木村:女房が主人と恋仲になることもありましたが、NHKは「生涯のソウルメイト」としているようです。紫式部自身や彼女が書く物語の一番の理解者として、道長は描かれるのではないかと。
本郷:当時の日本の総人口は約1000万人で、そのうち貴族はわずか500人ほどでした。狭いコミュニティである宮中での話が軸になると考えると、それぞれのキャラクターが重要ですね。
木村:同感です。ライバルだったと言われる清少納言は、紫式部が彰子の女房になる前から道長の兄・道隆の娘である定子(高畑充希)に仕え、宮中の男たちが集うサロンを形成した。漢文の素養があり、明るく社交的な清少納言は男たちからも評判の女性でした。
本郷:世間一般には清少納言は明るく、紫式部はどちらかというと暗いと捉えられていますね。

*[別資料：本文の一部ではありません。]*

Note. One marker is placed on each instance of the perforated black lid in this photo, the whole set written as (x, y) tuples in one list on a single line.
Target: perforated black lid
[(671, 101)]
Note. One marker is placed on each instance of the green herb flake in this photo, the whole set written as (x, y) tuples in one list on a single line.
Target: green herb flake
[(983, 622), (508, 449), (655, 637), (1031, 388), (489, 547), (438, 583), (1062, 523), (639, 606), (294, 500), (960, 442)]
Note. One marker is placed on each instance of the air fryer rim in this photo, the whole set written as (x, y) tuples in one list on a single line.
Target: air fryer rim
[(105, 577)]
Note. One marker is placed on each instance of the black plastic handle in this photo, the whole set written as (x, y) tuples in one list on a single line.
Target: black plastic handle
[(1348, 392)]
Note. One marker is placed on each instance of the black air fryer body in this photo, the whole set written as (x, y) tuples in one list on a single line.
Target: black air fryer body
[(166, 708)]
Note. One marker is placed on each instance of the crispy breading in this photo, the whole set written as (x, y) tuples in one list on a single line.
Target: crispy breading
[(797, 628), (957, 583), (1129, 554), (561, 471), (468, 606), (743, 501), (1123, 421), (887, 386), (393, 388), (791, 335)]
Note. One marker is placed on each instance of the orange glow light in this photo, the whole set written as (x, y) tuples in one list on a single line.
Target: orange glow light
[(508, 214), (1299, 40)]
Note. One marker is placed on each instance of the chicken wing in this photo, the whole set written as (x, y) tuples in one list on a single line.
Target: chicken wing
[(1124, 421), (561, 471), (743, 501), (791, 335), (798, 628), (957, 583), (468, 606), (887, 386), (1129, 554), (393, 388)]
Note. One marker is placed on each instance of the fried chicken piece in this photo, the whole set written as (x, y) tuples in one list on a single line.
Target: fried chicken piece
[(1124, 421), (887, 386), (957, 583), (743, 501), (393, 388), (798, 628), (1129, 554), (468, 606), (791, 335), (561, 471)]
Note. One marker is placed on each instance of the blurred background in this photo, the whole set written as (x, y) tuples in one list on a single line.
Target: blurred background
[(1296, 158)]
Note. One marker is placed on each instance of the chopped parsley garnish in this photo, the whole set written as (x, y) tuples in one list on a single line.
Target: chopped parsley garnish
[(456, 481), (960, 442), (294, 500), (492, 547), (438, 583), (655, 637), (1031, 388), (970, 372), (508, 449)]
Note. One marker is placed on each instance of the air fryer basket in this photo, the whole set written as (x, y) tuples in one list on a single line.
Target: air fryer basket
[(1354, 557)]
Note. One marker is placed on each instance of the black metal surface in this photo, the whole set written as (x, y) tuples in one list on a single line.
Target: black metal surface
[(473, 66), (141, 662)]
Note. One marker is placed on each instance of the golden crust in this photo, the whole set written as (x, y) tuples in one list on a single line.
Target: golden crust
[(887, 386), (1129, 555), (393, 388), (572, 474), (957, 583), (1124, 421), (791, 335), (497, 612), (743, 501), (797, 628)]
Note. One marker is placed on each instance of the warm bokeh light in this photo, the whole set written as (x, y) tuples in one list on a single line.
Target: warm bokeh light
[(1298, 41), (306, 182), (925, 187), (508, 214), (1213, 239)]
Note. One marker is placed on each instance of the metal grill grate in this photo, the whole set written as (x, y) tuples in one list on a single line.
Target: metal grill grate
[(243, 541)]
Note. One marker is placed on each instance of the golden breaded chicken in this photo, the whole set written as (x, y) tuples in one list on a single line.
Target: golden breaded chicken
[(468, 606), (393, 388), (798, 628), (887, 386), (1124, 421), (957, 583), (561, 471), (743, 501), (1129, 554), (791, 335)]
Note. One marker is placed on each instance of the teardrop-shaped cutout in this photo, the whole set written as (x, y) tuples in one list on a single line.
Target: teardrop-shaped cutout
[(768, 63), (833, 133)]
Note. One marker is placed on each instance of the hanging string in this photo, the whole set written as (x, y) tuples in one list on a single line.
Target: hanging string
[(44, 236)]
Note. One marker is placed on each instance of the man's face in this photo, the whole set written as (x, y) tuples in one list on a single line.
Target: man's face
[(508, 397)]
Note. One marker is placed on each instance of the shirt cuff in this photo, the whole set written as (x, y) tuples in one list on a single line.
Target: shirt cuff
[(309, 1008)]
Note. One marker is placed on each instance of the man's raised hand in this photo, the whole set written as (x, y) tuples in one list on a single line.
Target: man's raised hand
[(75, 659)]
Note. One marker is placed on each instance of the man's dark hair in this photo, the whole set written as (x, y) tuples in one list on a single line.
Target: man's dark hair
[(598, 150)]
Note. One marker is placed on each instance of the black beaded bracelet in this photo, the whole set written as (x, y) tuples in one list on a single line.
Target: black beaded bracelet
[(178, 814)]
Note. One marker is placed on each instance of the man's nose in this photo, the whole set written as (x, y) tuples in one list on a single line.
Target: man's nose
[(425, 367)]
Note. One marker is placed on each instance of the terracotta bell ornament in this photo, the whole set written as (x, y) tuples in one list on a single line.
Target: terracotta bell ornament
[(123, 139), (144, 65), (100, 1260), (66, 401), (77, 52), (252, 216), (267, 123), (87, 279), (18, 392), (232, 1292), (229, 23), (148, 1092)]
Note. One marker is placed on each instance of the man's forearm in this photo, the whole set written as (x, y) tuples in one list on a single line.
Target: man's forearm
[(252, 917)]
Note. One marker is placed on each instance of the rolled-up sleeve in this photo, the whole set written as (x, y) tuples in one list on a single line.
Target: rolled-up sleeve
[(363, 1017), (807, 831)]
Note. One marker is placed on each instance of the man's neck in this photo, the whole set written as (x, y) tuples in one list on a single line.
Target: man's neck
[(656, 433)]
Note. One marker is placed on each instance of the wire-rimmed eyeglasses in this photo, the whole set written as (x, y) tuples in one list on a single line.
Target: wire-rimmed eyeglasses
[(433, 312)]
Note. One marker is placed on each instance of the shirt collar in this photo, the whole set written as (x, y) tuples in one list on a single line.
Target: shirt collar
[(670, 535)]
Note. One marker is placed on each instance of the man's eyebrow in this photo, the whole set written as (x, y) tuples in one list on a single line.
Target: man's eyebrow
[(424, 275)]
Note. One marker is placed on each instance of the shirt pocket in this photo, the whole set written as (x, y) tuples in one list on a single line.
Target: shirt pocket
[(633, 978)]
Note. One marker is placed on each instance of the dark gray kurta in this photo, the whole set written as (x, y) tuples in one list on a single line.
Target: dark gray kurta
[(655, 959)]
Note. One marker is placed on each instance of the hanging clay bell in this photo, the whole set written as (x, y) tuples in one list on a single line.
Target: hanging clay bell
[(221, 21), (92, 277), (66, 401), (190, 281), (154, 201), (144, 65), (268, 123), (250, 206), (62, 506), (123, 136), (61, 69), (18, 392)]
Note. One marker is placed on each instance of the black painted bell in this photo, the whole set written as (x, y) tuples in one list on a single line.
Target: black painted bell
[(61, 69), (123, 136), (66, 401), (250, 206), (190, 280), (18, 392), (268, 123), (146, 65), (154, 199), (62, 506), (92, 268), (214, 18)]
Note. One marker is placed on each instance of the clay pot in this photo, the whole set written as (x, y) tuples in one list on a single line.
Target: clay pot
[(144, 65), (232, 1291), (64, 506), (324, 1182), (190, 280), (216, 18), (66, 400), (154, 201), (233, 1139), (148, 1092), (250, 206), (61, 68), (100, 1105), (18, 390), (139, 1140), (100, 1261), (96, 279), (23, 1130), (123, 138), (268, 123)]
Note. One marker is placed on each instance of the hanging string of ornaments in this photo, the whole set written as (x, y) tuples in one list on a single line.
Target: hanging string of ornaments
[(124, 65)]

木村:はい。定子より後に一条天皇(塩野瑛久)の妻となった彰子は当時12歳。その女房となった紫式部は、彰子のサロンを盛り上げようと、一生懸命『源氏物語』を書いたのだと思います。
本郷:清少納言への対抗意識もあるのでしょうか。
木村:紫式部が彰子に仕えて1年ほどで定子が亡くなります。その後、清少納言は彰子のもとに呼ばれた可能性はあるのですが、紫式部がそれを拒否したのではないかと窺わせる記述が『紫式部日記』にはあるんです。
本郷:どんなことが書いてあるんですか?
木村:“清少納言は漢文が得意らしいけど、私だって小さい頃から得意”みたいなことが長々書いてあったり、彰子から「近寄りがたいと思ったけど一番あなたと仲良くなった」と言われたと書いていたり。要は、“彰子には私がいるから、清少納言はいらない”とアピールしているんです。
本郷:ちょっと嫌な女ですねえ(笑)。